Our second main question in the paper was whether there was some set of "core" health- or disease-associated microbes, which were significantly associated with health or disease no matter what disease was being studied. At first, I struggled to figure out how to define these non-specific responders: it wasn't clear how to deal with unobserved bacteria and how to make sure that the highly significant results (like many in the diarrhea studies) didn't overshadow all other patterns. In the spirit of our earlier analyses, however, we decided to do the simplest possible thing: simply count the number of diseases a given bacteria was significant in, and see which bacteria showed up in more than one disease. When we went back to each individual study and compared their individual results with this list of non-specific bacteria, we were taken aback to see that the majority of each study's associations overlapped with these non-specific responders. Basically, this means that in any given study, about half of the identified significant associations probably aren't specific to the disease of interest, and follow-up analyses or experiments will be needed to nail down which associations are truly disease-specific bacteria.

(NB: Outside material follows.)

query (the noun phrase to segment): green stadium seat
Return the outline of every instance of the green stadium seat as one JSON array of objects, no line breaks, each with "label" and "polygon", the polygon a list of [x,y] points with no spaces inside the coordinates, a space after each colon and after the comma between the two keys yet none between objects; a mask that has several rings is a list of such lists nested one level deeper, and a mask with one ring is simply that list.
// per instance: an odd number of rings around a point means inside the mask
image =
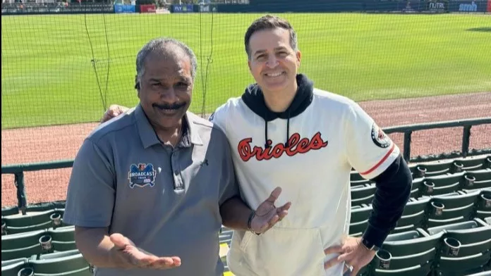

In addition to the scientific insights of this paper, my more personal takeaway from this project is in the power of combining data to help us do better science. In this work (and hopefully future case-control microbiome studies), contextualizing results across diseases helped us figure out which hypotheses were more likely to be disease-specific and maybe worth following up with for explorations of causality or diagnostic potential. Combining many studies also helped us come up with new hypotheses, such as the idea that there’s a shared response to health and disease, which you could perhaps use to develop smarter probiotics or antibiotics that could work across a variety of conditions. These insights wouldn’t have been possible without comparing across many datasets and diseases, which itself wouldn't have been possible without publicly available and well-documented data. I also gained a lot of appreciation for the work it takes to make data publicly available in a useful way. I learned that it's about a lot more than just uploading the data: you also have to make sure the data is connected to its metadata, that the metadata includes both clinical and technical information (i.e. both things like disease state as well as replicate numbers, data processing already performed, etc), and that samples are tracked throughout the entire processing steps. In fact, realizing how easy it is to forget to document very important steps in methods was the main motivation behind putting in the work to make all my analyses reproducible with a Makefile - I didn't trust myself to be thorough enough and so appreciated having a "make" command that would break if I'd missed any steps! That said, with all the current talk of reproducibility crises, I was actually really heartened to see that the majority of published findings were pretty reproducible, with only few discrepancies that you'd expect from different analysis methods.